To give you a little background, noiz has two calculation modes: sequential and parallel. The parallelism is handled by Dask, as I wanted to make noiz Kubernetes friendly. Unfortunately, I never had enough time to make sure that it could really run in the cloud. I also had no experience with distributed computing. However, I tried to design noiz in such a way that it would be relatively easy to make it Kubernetes compatible.

One such k8s-hopeful approach was to centralise a generation of new file paths where processed data would be written. After generating a file path for a given piece of data, a directory tree for that path needs to be materialised. That's a lot of words to describe what this function does.

def parent_directory_exists_or_create(filepath: Path) -> bool:
    """
    Checks if directory of a filepath exists. If doesn't, it creates it.
    Returns bool that indicates if the directory exists in the end. Should be always True.

    :param filepath: Path to the file you want to save and check it the parent directory exists.
    :type filepath: Path
    :return: If the directory exists in the end.
    :rtype: bool
    """
    directory = filepath.parent
    logger.debug(f"Checking if directory {directory} exists")
    if not directory.exists():
        logger.debug(f"Directory {directory} does not exists, trying to create.")
        directory.mkdir(parents=True)
    return directory.exists()

Now a tricky question. What's wrong with this function? Where is the race condition? What can go wrong with such a simple function? The answer to the last question is: quite a lot.

The fixed function looks like this:

def parent_directory_exists_or_create(filepath: Path) -> bool:
    """
    Checks if directory of a filepath exists. If doesn't, it creates it.
    Returns bool that indicates if the directory exists in the end. Should be always True.

    :param filepath: Path to the file you want to save and check it the parent directory exists.
    :type filepath: Path
    :return: If the directory exists in the end.
    :rtype: bool
    """
    directory = filepath.parent
    logger.debug(f"Checking if directory {directory} exists")
    if not directory.exists():
        logger.debug(f"Directory {directory} does not exists, trying to create.")
        directory.mkdir(parents=True, exist_ok=True)
    return directory.exists()

Did you notice the difference? Yes, it's exist_ok=True in a call to create a directory. Why is it a race condition, even though a has checked that this particular directory doesn't exist? Because we are in a parallel computing world and things are being computed in several places at the same time. More precisely, while process A is checking the existence of the path, process B manages to create this directory. Without explicitly taking the existence of the directory into account when trying to create the directory branch, this kind of error will often occur. In the case of noiz, this problem is particularly pronounced because our directory structure groups multiple files within each directory, for example based on the date the data was created.

In general, this function can now be simplified even further, as it doesn't actually need to check for existence before attempting to create.
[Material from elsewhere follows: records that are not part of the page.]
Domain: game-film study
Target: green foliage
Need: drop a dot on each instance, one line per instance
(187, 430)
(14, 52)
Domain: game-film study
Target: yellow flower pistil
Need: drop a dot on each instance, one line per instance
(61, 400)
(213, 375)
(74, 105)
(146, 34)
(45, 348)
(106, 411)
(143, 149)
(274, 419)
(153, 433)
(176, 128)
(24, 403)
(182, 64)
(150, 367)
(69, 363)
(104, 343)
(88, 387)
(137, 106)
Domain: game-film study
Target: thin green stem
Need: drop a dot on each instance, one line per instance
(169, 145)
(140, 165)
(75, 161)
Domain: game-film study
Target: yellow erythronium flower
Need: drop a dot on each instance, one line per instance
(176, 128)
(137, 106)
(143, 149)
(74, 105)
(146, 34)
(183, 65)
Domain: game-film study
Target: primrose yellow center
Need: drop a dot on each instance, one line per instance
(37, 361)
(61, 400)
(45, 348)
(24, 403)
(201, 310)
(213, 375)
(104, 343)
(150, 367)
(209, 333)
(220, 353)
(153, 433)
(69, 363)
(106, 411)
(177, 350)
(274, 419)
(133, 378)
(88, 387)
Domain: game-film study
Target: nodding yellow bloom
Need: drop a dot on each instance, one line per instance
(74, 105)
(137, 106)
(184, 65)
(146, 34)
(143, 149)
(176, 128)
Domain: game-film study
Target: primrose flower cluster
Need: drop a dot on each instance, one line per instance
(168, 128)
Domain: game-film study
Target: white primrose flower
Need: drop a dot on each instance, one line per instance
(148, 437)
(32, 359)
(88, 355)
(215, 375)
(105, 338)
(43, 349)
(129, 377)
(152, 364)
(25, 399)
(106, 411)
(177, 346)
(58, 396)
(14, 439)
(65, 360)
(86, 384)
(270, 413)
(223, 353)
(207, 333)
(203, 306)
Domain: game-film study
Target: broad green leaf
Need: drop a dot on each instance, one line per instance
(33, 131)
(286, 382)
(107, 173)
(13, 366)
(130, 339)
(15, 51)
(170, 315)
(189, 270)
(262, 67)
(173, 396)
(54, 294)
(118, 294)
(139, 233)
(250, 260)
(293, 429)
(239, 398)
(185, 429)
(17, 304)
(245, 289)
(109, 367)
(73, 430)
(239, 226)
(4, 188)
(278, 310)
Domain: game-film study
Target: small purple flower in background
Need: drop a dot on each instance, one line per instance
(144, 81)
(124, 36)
It could be written as follows:

def parent_directory_exists_or_create(filepath: Path) -> bool:
    """
    Checks if directory of a filepath exists. If doesn't, it creates it.
    Returns bool that indicates if the directory exists in the end. Should be always True.

    :param filepath: Path to the file you want to save and check it the parent directory exists.
    :type filepath: Path
    :return: If the directory exists in the end.
    :rtype: bool
    """
    directory = filepath.parent
    logger.debug(f"Trying to create {directory} directory branch.")
    directory.mkdir(parents=True, exist_ok=True)
    return directory.exists()

What's the conclusion of this post? Every function, if it has side effects, can lead to race conditions when working in a distributed way.